Strabismus can compromise binocular vision
Refractive error is the most common cause of strabismus
There are many different causes of strabismus among children. Hyperopia (farsightedness) is the most common. Withour glasses, there is often a visible squint. Because of the hyperopia, you have to accommodate in order to see sharp. With accommodation comes convergence. If the convergence is larger than you can compensate, one eye is turned nasally. This kind of squint is sometimes referred to as accommative strabismus.
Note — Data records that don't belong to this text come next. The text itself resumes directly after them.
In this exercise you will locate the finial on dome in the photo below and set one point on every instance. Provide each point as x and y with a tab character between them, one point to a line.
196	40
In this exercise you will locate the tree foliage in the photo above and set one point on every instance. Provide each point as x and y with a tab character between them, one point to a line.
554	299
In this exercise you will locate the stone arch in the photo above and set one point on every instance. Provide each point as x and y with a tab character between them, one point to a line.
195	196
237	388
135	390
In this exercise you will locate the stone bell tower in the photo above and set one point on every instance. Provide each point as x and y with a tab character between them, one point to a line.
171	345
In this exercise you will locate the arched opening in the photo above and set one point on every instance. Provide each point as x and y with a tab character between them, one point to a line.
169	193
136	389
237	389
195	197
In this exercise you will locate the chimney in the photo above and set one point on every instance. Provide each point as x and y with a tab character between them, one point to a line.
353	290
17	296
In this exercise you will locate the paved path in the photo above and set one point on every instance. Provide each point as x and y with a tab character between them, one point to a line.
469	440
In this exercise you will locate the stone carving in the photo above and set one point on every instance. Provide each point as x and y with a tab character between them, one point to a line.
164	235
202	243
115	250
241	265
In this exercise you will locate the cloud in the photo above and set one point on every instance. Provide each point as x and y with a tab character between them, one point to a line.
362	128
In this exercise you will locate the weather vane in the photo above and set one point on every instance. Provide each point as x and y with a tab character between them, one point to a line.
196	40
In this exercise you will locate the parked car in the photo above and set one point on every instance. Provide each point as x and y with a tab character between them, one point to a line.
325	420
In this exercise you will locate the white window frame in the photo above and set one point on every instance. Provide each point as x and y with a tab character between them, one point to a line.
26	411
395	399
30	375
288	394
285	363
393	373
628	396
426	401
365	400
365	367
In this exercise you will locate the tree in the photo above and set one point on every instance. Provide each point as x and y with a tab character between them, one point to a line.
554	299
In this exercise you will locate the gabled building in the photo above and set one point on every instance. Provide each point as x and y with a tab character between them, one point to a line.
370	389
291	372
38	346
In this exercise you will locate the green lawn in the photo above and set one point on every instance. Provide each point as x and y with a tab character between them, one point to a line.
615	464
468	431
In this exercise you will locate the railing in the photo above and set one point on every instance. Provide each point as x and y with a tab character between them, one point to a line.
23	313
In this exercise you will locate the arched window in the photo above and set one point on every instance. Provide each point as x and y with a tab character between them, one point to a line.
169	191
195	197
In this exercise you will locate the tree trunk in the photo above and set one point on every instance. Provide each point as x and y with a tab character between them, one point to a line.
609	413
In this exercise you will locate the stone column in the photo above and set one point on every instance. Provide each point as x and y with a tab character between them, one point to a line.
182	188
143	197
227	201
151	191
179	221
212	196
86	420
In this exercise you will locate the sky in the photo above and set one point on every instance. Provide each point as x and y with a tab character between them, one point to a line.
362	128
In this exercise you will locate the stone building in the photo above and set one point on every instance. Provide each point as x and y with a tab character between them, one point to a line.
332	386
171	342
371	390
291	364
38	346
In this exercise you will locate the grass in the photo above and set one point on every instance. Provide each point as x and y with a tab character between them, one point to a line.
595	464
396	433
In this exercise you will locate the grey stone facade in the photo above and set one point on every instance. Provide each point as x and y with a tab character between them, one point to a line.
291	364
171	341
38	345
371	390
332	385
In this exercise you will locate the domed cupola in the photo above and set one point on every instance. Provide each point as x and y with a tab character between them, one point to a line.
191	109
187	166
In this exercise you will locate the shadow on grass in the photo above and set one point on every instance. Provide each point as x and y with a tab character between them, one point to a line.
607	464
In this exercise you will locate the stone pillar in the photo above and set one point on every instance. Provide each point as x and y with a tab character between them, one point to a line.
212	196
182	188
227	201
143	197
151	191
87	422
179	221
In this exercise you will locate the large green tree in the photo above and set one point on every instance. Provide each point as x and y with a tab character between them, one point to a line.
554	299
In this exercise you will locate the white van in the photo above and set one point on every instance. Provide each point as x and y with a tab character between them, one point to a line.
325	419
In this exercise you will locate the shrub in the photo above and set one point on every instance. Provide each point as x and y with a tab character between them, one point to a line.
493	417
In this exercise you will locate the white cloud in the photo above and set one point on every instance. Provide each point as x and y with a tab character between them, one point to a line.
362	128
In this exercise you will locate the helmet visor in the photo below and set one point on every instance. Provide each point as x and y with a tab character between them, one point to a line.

With correct prescription, the strabismus is partly or completely eliminated. It's extremely important to wear correct presciption as often as possible for the visual function to develop normally.
If the strabismus is not eliminated, it's important to train the strabismic eye to develop the visual function. It can be done by undergoing occlusion therapy. In occlusion therapy you occlude the preferred eye thus forcing the strabismic eye to see and therefore develop a better visual function. The occlusion is typically worn 2-6 hours a day.
Correcting with prisms
If there is still a misalignment of the visual axes after fully corrected the refractive error, this can be corrected with a prism. With a prism, it's possible to avoid diplopia or relief eye strain both in childs and adults.
Latent and manifest strabismus
The above described strabismus is the manifest one. About 4 % of children have a manifest strabismus. Manifest strabismus is sometimes called exotropia (squinting eye pointing temporal) or esotropia (squinting eye pointing nasally). About 70 % of the whole population have some form of latent strabismus, also called phoria. If the phoria is large, it can cause problems, especially when tired or intoxicated. Symptoms of phoria can be eye strain or temporary diplopia.